We don’t need a fully fleshed-out manifesto, but we do need concrete policies that convince people that Labour will deliver change and that motivate members to get out to campaign for that change. Embracing community organising must go hand in hand with this, and every CLP should be supported to become an organising hub, as we’ve seen in places like Broxtowe.
But becoming an effective campaigning force will require an end to the attacks on members and the creation of a culture that values their participation. This would mean Starmer accepting that the Left belongs in the Labour Party and will be an integral part of any successful coalition.

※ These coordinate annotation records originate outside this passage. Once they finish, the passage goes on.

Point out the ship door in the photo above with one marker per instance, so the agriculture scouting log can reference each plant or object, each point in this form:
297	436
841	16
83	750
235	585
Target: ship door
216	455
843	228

Yet unlike Biden, Starmer has so far spent most of his leadership throwing grenades at a Left committed to a Labour Government, and in doing so, he has empowered a small minority in the party whose main ambition is to crush the Left, even if it means losing another general election.
If Starmer does want to rebuild trust, he can start by immediately setting out how he intends to honour the ten pledges he made when running for the leadership, which have so far been set aside or contradicted. He can also bring Socialist Campaign Group members into the Shadow Cabinet and end the selection stitch-ups and needless suspensions of members.
If he has no interest in this, then his days as leader are surely numbered.

"Labour," Bell concludes, "may not be the party we want it to be, but it is a vital terrain of struggle that socialists cannot abandon. With its links to the trade union movement and its rich history of socialist struggle, Labour is the best chance we have of delivering meaningful socialist change in government." Are the Democrats going to ever deliver meaningful socialist change in this country? Well... "ever" is a very long time, but I don't see it happening in our lifetimes.